Relativity Teams with ILOG for Business Rule Modernization
July 22, 2008 Alex Woodie
Relativity Technologies, a developer of tools to allow programmers to gain a better understanding of applications, has teamed up with ILOG, a developer of business rules management systems, to help customers modernize their legacy systems, the two vendors announced last week.
With its Modernization Workbench, Relativity is in the business of “knowledge mining.” The software enables owners of so-called “legacy” applications running on System i, System z, Unix, and Windows systems, to dig deep into the code to see how the various components of the application work and where the business logic is buried. After unearthing this crucial bit of information, organizations are better prepared to modernize or migrate their legacy apps.
ILOG, on the other hand, is in the business of business rules. In other words, ILOG develops products classified as business rule management systems (BRMS) that basically separate the execution and flow of business logic from the applications themselves. ILOG addresses one of the most pernicious problems of application modernization, which is the tendency to hard code business rules and logic into the legacy applications.
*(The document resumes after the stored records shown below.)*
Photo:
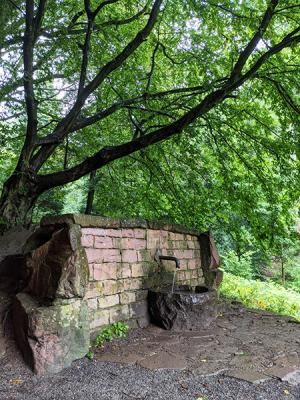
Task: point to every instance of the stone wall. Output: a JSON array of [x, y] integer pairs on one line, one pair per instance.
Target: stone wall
[[78, 273], [122, 267]]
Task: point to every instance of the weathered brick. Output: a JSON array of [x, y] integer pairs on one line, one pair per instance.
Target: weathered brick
[[194, 273], [129, 256], [196, 244], [105, 271], [112, 287], [108, 301], [139, 309], [180, 276], [163, 234], [172, 236], [127, 233], [192, 264], [183, 264], [145, 255], [95, 289], [103, 242], [117, 243], [113, 232], [87, 240], [93, 231], [127, 297], [132, 284], [111, 255], [94, 255], [133, 243], [139, 233], [154, 234], [137, 270], [190, 244], [179, 236], [141, 295], [125, 270], [99, 318], [91, 270], [92, 303], [119, 313]]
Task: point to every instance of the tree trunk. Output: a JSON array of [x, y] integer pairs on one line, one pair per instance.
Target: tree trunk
[[17, 201], [91, 193]]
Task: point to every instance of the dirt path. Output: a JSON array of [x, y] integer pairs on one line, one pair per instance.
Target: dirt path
[[220, 363]]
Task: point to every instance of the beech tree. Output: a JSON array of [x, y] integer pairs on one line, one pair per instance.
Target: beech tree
[[110, 78]]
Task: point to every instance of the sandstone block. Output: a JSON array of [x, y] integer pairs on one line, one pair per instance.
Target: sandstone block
[[108, 301], [138, 270], [98, 319], [127, 297], [102, 242], [129, 256], [50, 338], [127, 233], [112, 287], [105, 271], [87, 241], [119, 313], [58, 267], [139, 233]]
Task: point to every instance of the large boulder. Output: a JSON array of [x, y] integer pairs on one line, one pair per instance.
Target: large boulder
[[183, 309], [51, 337], [58, 266]]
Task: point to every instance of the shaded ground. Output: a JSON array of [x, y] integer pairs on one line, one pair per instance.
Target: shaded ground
[[213, 364], [242, 343]]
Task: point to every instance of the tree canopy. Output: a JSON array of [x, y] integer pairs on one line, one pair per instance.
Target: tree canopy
[[97, 85]]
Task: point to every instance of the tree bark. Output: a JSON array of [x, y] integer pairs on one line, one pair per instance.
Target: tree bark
[[17, 201], [91, 193]]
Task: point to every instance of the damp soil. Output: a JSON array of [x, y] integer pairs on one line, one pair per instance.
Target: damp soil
[[244, 354]]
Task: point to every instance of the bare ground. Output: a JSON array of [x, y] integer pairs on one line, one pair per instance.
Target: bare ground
[[246, 354]]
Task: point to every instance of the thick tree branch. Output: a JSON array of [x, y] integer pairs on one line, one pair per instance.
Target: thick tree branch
[[108, 154], [246, 53], [31, 106], [66, 124]]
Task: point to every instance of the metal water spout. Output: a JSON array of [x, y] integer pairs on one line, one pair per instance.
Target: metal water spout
[[158, 257]]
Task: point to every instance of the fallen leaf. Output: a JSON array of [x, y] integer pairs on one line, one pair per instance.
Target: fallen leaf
[[15, 381]]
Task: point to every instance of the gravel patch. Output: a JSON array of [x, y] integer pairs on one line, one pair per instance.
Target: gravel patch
[[92, 380]]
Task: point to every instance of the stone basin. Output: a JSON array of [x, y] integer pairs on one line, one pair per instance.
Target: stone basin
[[185, 308]]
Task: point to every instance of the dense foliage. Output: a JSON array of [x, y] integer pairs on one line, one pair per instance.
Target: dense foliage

By separating the rules, organizations are better prepared to incorporate their legacy applications in the new service orientated architectures (SOAs) of the future.
By integrating their respective tools–Modernization Workbench on Relativity’s side, and JRules and Rules for COBOL on ILOG’s side–the two companies hope to make it easier for users to extract business rules from legacy apps, and then rejuvenate those rules through more flexible, SOA-based BRMS services.
ILOG’s JRules works in Java environments, while Rules for COBOL works, as you might suspect, in COBOL environments. ILOG also develops BRMS products for managing business rules in Microsoft .NET and C++ applications, but these products are not part of the Relativity partnership.
Desmond Delandro, vice president for strategic alliances with ILOG, says this partnership has “clear value” for CIOs. “Now, organizations can shift from brittle, poorly understood applications to highly adaptable and maintainable systems, while leveraging the intellectual property invested in their existing application portfolio,” Delandro says.